When comparing other parameters describing differences between the native structures of chaperone clients and chaperone-independent proteins, we found no difference in the thermodynamic stability as estimated from their Tm (Supplementary Fig. S3A), no difference in their native α-helix (Supplementary Fig. S3B), or β-sheet content (Supplementary Fig. S3C), nor in the level of intrinsically disordered regions predicted by IUPred (Dosztanyi et al., 2005) (Supplementary Fig. S3D). However, the relative CO, a term describing the topological complexity of a protein’s structure, is lower for chaperone binders than spontaneous folders (Supplementary Fig. S3E, P-value = 10–12). This is surprising since high relative CO was shown to correspond to slower spontaneous folding in vitro (Dinner and Karplus, 2001), suggesting that the rate-limiting steps in vitro and in vivo differ significantly. However, the frequency of sequences predicted to be capable of initiating protein folding is significantly lower in chaperone-interacting proteins (Supplementary Fig. S3F, P-value = 10–12). This was predicted using the EFoldMine method, based on early folding data from hydrogen–deuterium exchange from NMR pulse-labeling experiments (Raimondi et al., 2017). This coincides with a higher propensity for α-helix in the unfolded state as predicted by the statistical thermodynamics method AGADIR (Munoz and Serrano, 1997) (Supplementary Fig. S3G, P-value = 10–27), which was shown to be able to slow down protein folding by stabilizing non-native local structure in the unfolded state (Viguera et al., 1995) as well as inhibit β-aggregation (Fernandez-Escamilla et al., 2004). This suggests that in vivo the critical steps for folding occur already in the unfolded state: chaperone clients both display lack of early foldons and a level of structural frustration slowing down aggregation kinetics, that conspire to slow down their spontaneous folding, driving them toward chaperones (Bandyopadhyay et al., 2017).
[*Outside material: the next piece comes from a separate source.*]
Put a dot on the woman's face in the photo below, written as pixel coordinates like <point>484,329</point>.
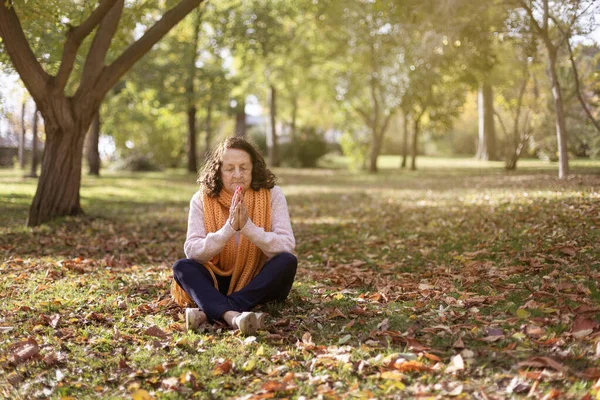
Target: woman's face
<point>236,169</point>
Despite these findings none of the differences in these simple structural or biophysical parameters directly affecting protein stability, folding and aggregation are sufficiently large to allow segregating chaperone clients from chaperone-independent proteins from single factors. Reanalysis of these parameters considering either dependence on a specific chaperone (four categories) or dependence on multi-chaperone fluxes (eight categories) did not yield additional resolution.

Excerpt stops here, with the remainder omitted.